I vari populismi che agitano oggi
i paesi europei di antica e antichissima civiltà hanno trovato soggetti che li
interpretano nella maniera rovesciata. Per fare degli esempi. Che se ne deve
fare l’Italia di un leader che la pensa come un ubriaco di osteria? Che se ne
deve fare la Francia di un leader che la pensa come un frequentatore di
bistrot? Che se ne deve fare la Germania di un leader che la pensa come un bavarese frequentatore di Bierhalle? Si potrebbe continuare con tanti altri leader europei, che,
per aver sposato gli umori del popolo più basso, vengono considerati populisti.
Questi leader negano di fatto il loro ruolo, lasciandosi trascinare dal popolo-massa
piuttosto che essere loro a guidarlo.
Essi tuttavia si difendono e
contrattaccano. Nei loro slogan – uno dei più abusati è “sono uno di voi” – si
compiacciono di essere come uno dei tanti del popolo-massa, sia pure dotati di
quelle capacità utili a farsi rappresentante senza tradire la parte di cui si
sentono leader e trovano nel cosiddetto establishment
il nemico del popolo da sconfiggere. Essi tendono ad esprimersi come la
componente più bassa e perfino triviale del popolo-massa.
L’esempio più eclatante è costituito
dal comico Beppe Grillo e dai suoi urlati e reiterati vaffanculo, diventati veri e propri riti politici: i vaffaday, sorta di assemblee senza
dibattito, orge in cui il capo si esibisce in esilaranti gag, attraverso i
quali veicola i suoi messaggi populistici, contenenti ingiurie e minacce contro
uomini, cose e istituzioni del cosiddetto establishment.

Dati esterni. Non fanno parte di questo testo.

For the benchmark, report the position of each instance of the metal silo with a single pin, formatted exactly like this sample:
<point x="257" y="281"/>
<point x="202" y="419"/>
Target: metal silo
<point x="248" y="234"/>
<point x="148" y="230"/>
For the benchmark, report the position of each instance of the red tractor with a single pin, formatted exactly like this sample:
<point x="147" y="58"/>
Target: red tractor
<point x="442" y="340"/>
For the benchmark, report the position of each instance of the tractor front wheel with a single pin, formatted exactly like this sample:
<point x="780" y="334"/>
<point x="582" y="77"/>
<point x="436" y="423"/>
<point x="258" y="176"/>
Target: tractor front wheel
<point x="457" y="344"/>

Gli attacchi all’Euro sono
subliminali. I populisti non ce l’hanno con l’Euro in quanto moneta comune, che
andrebbe per tanto apprezzata, ma perché costituisce l’icona di un nemico da
abbattere, la prova della frode e degli inganni. L’Euro dà corpo ad un nemico
invisibile, lo rende vulnerabile. E’ il populismo di chi non vede oltre l’immediato,
oltre il problema del momento, e si esprime con continue doléances prive di contestualizzazione e di prospettiva.